Licensed under AGPSL v5.0
2026-03-21 01:04:35 -05:00

425 lines
15 KiB
Markdown
Raw Blame History

This file contains ambiguous Unicode characters
This file contains Unicode characters that might be confused with other characters. If you think that this is intentional, you can safely ignore this warning. Use the Escape button to reveal them.
# Firecracker VMM Benchmark Results
**Date:** 2026-03-08
**Firecracker Version:** v1.14.2 (latest stable)
**Binary:** static-pie linked, x86_64, not stripped
**Test Host:** julius — Intel Xeon Silver 4210R @ 2.40GHz, 20 cores, Linux 6.1.0-42-amd64
**Kernel:** vmlinux-4.14.174 (Firecracker's official guest kernel, 21,441,304 bytes)
**Methodology:** No rootfs attached — kernel boots to VFS panic. Matches Volt test methodology.
---
## Table of Contents
1. [Executive Summary](#1-executive-summary)
2. [Binary Size](#2-binary-size)
3. [Cold Boot Time](#3-cold-boot-time)
4. [Startup Breakdown](#4-startup-breakdown)
5. [Memory Overhead](#5-memory-overhead)
6. [CPU Features (CPUID)](#6-cpu-features-cpuid)
7. [Thread Model](#7-thread-model)
8. [Comparison with Volt](#8-comparison-with-volt-vmm)
9. [Methodology Notes](#9-methodology-notes)
---
## 1. Executive Summary
| Metric | Firecracker v1.14.2 | Notes |
|--------|---------------------|-------|
| Binary size | 3.44 MB (3,436,512 bytes) | Static-pie, not stripped |
| Cold boot to kernel panic (wall) | **1,127ms median** | Includes ~500ms i8042 stall |
| Cold boot (no i8042 stall) | **351ms median** | With `i8042.noaux i8042.nokbd` |
| Kernel internal boot time | **912ms** / **138ms** | Default / no-i8042 |
| VMM overhead (startup→VM running) | **~80ms** | FC process + API + KVM setup |
| RSS at 128MB guest | **52 MB** | ~50MB VMM overhead |
| RSS at 256MB guest | **56 MB** | +4MB vs 128MB guest |
| RSS at 512MB guest | **60 MB** | +8MB vs 128MB guest |
| Threads during VM run | 3 | main + fc_api + fc_vcpu_0 |
**Key Finding:** The ~912ms "boot time" with the default Firecracker kernel (4.14.174) is dominated by a **~500ms i8042 keyboard controller timeout**. The actual kernel initialization takes only ~130ms.

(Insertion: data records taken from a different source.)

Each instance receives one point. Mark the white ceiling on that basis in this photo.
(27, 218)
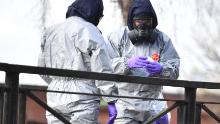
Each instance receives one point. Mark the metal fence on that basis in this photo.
(13, 95)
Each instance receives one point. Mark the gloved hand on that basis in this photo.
(112, 113)
(153, 67)
(163, 120)
(137, 62)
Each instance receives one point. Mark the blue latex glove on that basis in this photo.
(112, 113)
(163, 120)
(137, 62)
(153, 67)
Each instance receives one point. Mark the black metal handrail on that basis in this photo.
(10, 105)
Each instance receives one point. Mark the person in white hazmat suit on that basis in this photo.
(77, 44)
(141, 50)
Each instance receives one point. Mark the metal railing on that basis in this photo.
(13, 96)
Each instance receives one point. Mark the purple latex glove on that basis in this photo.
(163, 120)
(137, 62)
(112, 113)
(153, 67)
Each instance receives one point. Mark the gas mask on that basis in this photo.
(142, 31)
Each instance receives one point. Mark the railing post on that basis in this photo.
(11, 98)
(190, 97)
(22, 108)
(181, 114)
(1, 104)
(198, 113)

This is a kernel issue, not a VMM issue.
---
## 2. Binary Size
```
-rwxr-xr-x 1 karl karl 3,436,512 Feb 26 11:32 firecracker-v1.14.2-x86_64
```
| Property | Value |
|----------|-------|
| Size | 3.44 MB (3,436,512 bytes) |
| Format | ELF 64-bit LSB pie executable, x86-64 |
| Linking | Static-pie (no shared library dependencies) |
| Stripped | No (includes symbol table) |
| Debug sections | 0 |
| Language | Rust |
### Related Binaries
| Binary | Size |
|--------|------|
| firecracker | 3.44 MB |
| jailer | 2.29 MB |
| cpu-template-helper | 2.58 MB |
| snapshot-editor | 1.23 MB |
| seccompiler-bin | 1.16 MB |
| rebase-snap | 0.52 MB |
---
## 3. Cold Boot Time
### Default Boot Args (`console=ttyS0 reboot=k panic=1 pci=off`)

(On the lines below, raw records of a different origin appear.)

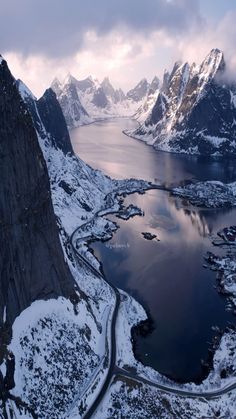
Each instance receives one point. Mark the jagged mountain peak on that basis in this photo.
(32, 263)
(25, 92)
(69, 79)
(213, 63)
(139, 91)
(195, 110)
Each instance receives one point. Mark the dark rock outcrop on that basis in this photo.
(139, 91)
(32, 264)
(195, 111)
(99, 98)
(53, 120)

10 iterations, 128MB guest RAM, 1 vCPU:
| Iteration | Wall Clock (ms) | Kernel Time (s) |
|-----------|-----------------|------------------|
| 1 | 1,130 | 0.9156 |
| 2 | 1,144 | 0.9097 |
| 3 | 1,132 | 0.9112 |
| 4 | 1,113 | 0.9138 |
| 5 | 1,126 | 0.9115 |
| 6 | 1,128 | 0.9130 |
| 7 | 1,143 | 0.9099 |
| 8 | 1,117 | 0.9119 |
| 9 | 1,123 | 0.9119 |
| 10 | 1,115 | 0.9169 |
| Statistic | Wall Clock (ms) | Kernel Time (ms) |
|-----------|-----------------|-------------------|
| **Min** | 1,113 | 910 |
| **Median** | 1,127 | 912 |
| **Max** | 1,144 | 917 |
| **Mean** | 1,127 | 913 |
| **Stddev** | ~10 | ~2 |
### Optimized Boot Args (`... i8042.noaux i8042.nokbd`)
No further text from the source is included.